Apache Flink - Core Concepts¶

Version

Update 07/2025 - Review done with simplification and reduced redundancy.
Update - revision 11/23/25
2/2026: Refactor content as part of the new cookbook chapter

Why Flink?¶

Traditional data processing faces key challenges:

Transactional Systems: Monolithic applications with shared databases create scaling challenges
Analytics Systems: ETL pipelines create stale data and require massive storage and often duplicate data across systems. ETLs extract data from a transactional database, transform it into a common representation (including validation, normalization, encoding, deduplication, and schema transformation), and then load the new records into the target analytical database. These processes are run periodically in batches.

Flink enables real-time stream processing with three application patterns:

Event-Driven Applications: Reactive systems using messaging
Data Pipelines: Low-latency transformation and enrichment
Real-Time Analytics: Immediate computation and action on streaming data

Flink Apps bring stateful processing to serverless. Developers write event handlers in Java (similar to serverless functions) but with annotations for state, timers, and multi-stream correlation. State is automatically partitioned, persisted, and restored. Event-time processing handles late-arriving data correctly. Exactly-once guarantees ensure critical business logic executes reliably.

Overview of Apache Flink¶

Apache Flink is a distributed stream processing engine for stateful computations over bounded and unbounded data streams. It has become an industry standard due to its performance and comprehensive feature set.

Key Features:

Low Latency Processing: Offers event time semantics for consistent and accurate results, even with out-of-order events.
Exactly-Once Consistency: Ensures reliable state management to prevent duplicates and message loss.
High Throughput: Achieves millisecond latencies while processing millions of events per second.
Powerful APIs: Provides APIs for operations such as map, reduce, join, window, split, and connect.
Fault Tolerance and High Availability: Supports failover for TaskManager nodes, eliminating single points of failure.
Multilingual Support: Enables streaming logic implementation in Java, Scala, Python, and SQL.
Extensive Connectors: Integrates seamlessly with various systems, including Kafka, Cassandra, Pulsar, Elasticsearch, file systems, JDBC-compliant databases, HDFS, and S3.
Kubernetes Native: Supports containerization and deployment on Kubernetes with a dedicated Kubernetes operator to manage session, job, or application clusters as well as Job and Task Managers.
Dynamic Code Updates: Allows for application code updates and job migrations across different Flink clusters without losing application state.
Batch Processing: Also transparently supports traditional batch processing workloads, as reading a table at rest becomes a stream in Flink.

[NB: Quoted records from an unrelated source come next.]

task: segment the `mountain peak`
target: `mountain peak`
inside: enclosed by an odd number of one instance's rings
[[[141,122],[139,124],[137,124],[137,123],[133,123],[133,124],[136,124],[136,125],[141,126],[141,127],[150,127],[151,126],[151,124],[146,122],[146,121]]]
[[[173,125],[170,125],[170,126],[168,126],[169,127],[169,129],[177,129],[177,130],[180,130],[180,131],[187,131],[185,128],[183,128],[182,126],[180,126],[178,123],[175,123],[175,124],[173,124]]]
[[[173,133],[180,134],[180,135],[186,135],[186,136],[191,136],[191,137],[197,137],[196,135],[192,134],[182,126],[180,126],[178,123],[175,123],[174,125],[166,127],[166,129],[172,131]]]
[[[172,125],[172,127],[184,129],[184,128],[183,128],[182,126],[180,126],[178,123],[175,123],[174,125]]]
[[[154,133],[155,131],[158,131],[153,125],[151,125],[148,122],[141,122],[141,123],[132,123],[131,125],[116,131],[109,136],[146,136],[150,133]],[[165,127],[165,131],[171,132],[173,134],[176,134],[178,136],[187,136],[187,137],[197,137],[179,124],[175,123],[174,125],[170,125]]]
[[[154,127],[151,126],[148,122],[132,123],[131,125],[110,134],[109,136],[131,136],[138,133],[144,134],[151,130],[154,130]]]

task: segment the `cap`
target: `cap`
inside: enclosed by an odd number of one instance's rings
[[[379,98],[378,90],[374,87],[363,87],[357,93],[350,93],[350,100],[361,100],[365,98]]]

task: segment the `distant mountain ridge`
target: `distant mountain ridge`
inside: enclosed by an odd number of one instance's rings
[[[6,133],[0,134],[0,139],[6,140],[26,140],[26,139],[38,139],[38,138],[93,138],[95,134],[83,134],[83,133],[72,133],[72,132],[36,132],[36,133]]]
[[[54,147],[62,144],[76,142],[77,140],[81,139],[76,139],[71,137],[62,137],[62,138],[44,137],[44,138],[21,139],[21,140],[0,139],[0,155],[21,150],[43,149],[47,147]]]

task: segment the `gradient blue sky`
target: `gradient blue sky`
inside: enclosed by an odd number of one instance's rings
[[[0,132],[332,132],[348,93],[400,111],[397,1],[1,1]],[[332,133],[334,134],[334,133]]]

Stream Processing Concepts¶

A Flink application runs as a job - a processing pipeline structured as a directed acyclic graph (DAG) with:

Sources: Read from streams (Kafka, Kinesis, Queue, CDC etc.)
Operators: Transform, filter, enrich data
Sinks: Write results to external systems

Operations can run in parallel across partitions. Some operators (like Group By) require data reshuffling or repartitioning.

Bounded and unbounded data¶

A stream is a sequence of events, bounded or unbounded:

Apache Flink supports batch processing by processing all the data in one job with a bounded dataset. It is used when we need all the data to assess trends, develop AI models, and when throughput matters more than latency. Jobs are run when needed, on input that can be pre-sorted by time or by any other key.

The results are reported at the end of the job execution. Any failure requires a full restart of the job.

Hadoop was designed to do batch processing. Flink has the capability to replace Hadoop MapReduce processing.

When latency is a major requirement—for example monitoring and alerting or fraud detection—streaming is the natural choice.

Dataflow¶

In Flink 2.1.x, applications are composed of streaming dataflows. A dataflow can consume from Kafka, Kinesis, queues, and other sources. A typical high-level view of a Flink application is presented in the figure below:

A Flink application (source: Apache Flink product documentation)

Stream processing includes a set of functions to transform data, and to produce a new output stream. An operator in Flink is a component that performs a specific operation on the data stream. Operations can be transformations (e.g., map, filter, reduce); an action (e.g., print, save); or, a source or sink. Intermediate steps compute rolling aggregations like min, max, mean, or collect and buffer records in a time window to compute metrics on a finite set of events.

Streaming dataflow (source: Apache Flink product documentation)

Data is partitioned for parallel processing. Flink performs computations using tasks, subtasks, and operators. Each stream has multiple partitions, and each operator has multiple tasks for scalability. Tasks are the basic unit of execution in Flink. A task represents a piece of work that gets scheduled and executed by the Flink runtime.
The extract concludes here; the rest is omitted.